Were my soul a bit more poetic, I could have a field day describing in detail all the goings-on as I did something I rarely do these days: sit quietly.
I was at once fascinated by the swooping of birds mere millimeters above the water as they sought some river-born morsel, their skillful maneuvering interrupted by perhaps the most unathletic — or maybe daring — of the aviary diners who came up sputtering, no doubt embarrassed, when he got a little too close to the river’s surface and found himself swimming rather than flying. … Fish jumped in the (relatively) calm pools among the swiftly running shoals, and I found myself thinking about the old 100-acre-plus cypress pond that was part of my growing-up homeplace in rural Irwin County.
Over the murmuring of the Flint’s south-flowing waters, I heard the voices of a young couple enjoying a moment together in the unseasonably cool of the gray, overcast day, the few raindrops that fell intermittently offering further proof that, even with computers thrown into the mix, the folks who used to call themselves weathermen and -women before they became meteorologists are still pretty much practicing a craft based on educated guesses.
I laughed as a young boy no more than 3 or 4, trapped outside the women’s restroom while the gaggle of females he was with went inside, took the moment to “water the lawn” in that way only young boys can.

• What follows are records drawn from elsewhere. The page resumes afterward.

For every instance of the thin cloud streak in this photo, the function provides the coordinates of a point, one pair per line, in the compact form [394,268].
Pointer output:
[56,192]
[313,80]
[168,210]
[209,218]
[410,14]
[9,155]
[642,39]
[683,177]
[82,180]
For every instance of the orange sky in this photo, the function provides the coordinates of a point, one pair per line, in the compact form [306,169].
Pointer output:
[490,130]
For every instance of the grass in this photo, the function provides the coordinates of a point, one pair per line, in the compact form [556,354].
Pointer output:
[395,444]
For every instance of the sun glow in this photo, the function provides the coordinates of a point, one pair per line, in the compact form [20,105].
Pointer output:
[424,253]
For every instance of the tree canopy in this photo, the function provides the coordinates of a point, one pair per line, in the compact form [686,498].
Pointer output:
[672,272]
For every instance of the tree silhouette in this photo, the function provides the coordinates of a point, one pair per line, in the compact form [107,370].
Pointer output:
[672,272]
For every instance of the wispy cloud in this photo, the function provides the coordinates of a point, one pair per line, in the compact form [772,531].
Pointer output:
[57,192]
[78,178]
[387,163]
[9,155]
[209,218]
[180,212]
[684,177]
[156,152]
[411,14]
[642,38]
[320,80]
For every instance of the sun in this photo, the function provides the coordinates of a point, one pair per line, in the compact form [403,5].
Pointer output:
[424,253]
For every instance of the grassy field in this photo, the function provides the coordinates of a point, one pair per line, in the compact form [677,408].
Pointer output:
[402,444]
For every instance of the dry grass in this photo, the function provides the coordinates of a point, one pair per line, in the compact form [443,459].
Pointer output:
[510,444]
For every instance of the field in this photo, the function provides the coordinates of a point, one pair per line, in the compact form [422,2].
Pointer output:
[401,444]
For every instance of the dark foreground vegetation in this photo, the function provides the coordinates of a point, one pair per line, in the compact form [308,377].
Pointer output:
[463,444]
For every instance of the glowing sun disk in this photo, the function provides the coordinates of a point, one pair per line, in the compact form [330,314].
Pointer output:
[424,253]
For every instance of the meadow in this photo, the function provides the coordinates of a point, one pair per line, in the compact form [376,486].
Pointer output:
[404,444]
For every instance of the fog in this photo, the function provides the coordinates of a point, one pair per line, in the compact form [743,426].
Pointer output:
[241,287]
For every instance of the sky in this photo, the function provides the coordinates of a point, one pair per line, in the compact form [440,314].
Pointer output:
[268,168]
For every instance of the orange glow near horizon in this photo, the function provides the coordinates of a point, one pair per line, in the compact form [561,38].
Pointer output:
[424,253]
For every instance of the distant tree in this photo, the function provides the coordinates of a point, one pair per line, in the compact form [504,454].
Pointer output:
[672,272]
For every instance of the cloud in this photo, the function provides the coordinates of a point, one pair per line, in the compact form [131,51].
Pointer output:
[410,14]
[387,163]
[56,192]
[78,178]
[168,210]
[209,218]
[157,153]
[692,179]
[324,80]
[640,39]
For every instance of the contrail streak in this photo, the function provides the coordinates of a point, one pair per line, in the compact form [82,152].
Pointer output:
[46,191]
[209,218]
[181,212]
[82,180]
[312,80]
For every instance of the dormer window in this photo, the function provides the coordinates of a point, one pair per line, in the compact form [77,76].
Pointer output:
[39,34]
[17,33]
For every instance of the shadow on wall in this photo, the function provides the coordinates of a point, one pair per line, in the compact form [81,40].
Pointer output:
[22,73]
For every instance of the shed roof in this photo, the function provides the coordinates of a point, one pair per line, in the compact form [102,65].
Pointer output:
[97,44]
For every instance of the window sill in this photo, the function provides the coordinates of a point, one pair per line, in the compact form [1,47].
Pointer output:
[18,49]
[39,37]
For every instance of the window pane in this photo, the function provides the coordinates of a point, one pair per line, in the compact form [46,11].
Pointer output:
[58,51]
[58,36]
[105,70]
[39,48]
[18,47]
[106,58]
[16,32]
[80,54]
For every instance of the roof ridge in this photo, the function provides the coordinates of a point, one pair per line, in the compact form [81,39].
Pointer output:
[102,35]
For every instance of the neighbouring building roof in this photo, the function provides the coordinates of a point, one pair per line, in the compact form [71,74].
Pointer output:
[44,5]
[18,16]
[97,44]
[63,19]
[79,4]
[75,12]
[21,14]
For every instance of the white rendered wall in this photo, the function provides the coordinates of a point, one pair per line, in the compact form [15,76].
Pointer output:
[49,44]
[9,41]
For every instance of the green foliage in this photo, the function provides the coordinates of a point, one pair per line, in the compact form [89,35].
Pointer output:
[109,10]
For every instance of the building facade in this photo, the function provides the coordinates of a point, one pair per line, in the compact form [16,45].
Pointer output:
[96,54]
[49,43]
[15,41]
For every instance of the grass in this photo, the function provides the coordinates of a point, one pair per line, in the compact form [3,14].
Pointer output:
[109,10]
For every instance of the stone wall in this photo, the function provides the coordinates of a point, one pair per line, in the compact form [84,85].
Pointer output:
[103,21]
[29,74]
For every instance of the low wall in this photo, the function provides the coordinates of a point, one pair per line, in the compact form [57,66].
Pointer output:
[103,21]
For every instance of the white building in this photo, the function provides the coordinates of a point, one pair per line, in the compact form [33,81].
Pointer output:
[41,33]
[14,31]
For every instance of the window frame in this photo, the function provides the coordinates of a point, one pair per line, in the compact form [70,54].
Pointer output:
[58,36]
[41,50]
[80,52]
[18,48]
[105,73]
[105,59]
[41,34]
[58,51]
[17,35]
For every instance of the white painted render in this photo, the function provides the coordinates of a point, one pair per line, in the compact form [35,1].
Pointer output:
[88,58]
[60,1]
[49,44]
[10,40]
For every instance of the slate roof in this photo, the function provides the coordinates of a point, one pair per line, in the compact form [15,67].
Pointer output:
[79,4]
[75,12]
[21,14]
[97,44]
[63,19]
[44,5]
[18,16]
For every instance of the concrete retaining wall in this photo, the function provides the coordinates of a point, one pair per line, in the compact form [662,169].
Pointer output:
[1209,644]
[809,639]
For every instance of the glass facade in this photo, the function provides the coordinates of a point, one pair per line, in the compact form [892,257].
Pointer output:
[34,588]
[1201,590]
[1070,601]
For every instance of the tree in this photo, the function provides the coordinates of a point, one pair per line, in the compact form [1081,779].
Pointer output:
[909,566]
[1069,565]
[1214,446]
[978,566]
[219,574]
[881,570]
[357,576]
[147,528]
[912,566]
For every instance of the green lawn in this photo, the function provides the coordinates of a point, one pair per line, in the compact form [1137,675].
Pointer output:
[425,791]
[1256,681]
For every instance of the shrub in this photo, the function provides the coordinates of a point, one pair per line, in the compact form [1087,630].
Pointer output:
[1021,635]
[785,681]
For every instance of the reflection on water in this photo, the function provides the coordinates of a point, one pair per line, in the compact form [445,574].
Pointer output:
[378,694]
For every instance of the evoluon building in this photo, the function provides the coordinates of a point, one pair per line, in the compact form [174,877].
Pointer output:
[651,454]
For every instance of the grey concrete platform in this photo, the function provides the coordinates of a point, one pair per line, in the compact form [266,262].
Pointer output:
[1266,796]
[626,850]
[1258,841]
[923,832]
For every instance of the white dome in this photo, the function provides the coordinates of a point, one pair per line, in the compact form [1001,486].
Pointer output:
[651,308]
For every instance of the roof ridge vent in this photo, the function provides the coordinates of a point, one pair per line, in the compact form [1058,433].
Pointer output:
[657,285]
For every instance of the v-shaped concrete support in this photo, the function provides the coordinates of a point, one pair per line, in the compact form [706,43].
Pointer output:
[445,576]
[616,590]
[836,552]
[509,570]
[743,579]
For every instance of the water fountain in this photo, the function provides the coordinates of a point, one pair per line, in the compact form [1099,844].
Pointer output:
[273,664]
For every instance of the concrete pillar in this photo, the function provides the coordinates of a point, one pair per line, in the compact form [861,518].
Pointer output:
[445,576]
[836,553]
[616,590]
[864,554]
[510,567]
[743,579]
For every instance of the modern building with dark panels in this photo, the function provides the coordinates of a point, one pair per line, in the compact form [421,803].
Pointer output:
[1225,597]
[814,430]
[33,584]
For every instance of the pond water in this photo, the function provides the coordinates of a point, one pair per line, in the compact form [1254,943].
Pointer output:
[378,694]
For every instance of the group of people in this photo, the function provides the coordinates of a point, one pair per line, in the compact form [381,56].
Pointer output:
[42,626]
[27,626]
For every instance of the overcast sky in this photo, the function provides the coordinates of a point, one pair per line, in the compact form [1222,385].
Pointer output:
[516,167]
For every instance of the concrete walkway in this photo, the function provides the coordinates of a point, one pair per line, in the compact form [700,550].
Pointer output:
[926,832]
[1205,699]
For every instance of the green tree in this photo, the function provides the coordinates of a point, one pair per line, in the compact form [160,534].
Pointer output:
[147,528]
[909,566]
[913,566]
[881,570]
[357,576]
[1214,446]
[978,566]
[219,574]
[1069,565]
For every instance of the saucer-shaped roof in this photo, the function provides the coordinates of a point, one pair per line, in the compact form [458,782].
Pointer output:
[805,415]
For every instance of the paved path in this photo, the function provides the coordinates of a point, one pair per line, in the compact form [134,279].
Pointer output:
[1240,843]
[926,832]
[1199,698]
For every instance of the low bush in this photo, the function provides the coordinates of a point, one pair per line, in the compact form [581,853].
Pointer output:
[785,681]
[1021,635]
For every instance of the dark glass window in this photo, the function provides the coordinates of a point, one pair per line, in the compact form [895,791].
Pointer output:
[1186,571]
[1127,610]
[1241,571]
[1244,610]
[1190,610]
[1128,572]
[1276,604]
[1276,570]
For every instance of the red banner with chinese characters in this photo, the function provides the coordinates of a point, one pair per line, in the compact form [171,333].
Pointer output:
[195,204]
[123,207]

Revived somewhat, I left my reverie and headed back toward the familiar surroundings of The Herald’s newsroom, a place so much a part of me now its various quirks and imperfections no longer register.
As I walked the block or so from Front Street up Pine Avenue, I looked around and marvelled at the tens of millions of dollars spent in that one small area, the tons of concrete poured and formed in the name of progress. I listened to the pneumatic hammering as workers continued to rebuild the old Broad Avenue bridge.
In that moment I got a sense of the merging of old and new Albany. Streets that once teemed with thousands upon thousands of shoppers and scenesters, drawn to Southwest Georgia’s most swinging locale, were vacant save for the few city workers headed back to their offices and the random straggler looking to enjoy a Cool Scoops hot dog or find a stray Coke can worth recycling.
I thought of the people sitting in the city’s and county’s seats of power, mostly seasoned citizens with enough time on their hands to devote to the three, four or five meetings a month at which policy is made. Most of them are people worthy of their fellow citizens’ respect and votes. Others are nearing or have surpassed their use-by dates, either unable or unwilling to look beyond “the way we used to do things” in search of new ideas that will guarantee the future citizenship here of their children and grandchildren who choose to continue tending familial roots.
Before he was elevated to his current position, Albany City Manager James Taylor told me the city of Albany was missing the boat by not tying a significant portion of its future to the waters of the Flint. “Not many cities,” Taylor said, “have a waterway that beautiful running through them.”
I thought about that as I ended my riverside walkabout. It dawned on me that I hadn’t spent my few moments of introspection merely looking out at a Southwest Georgia natural wonder. What I was seeing in the flowing waters of the Flint was the lifeblood that had sustained this city — and others like it along the watershed — for centuries past and would for centuries more to come.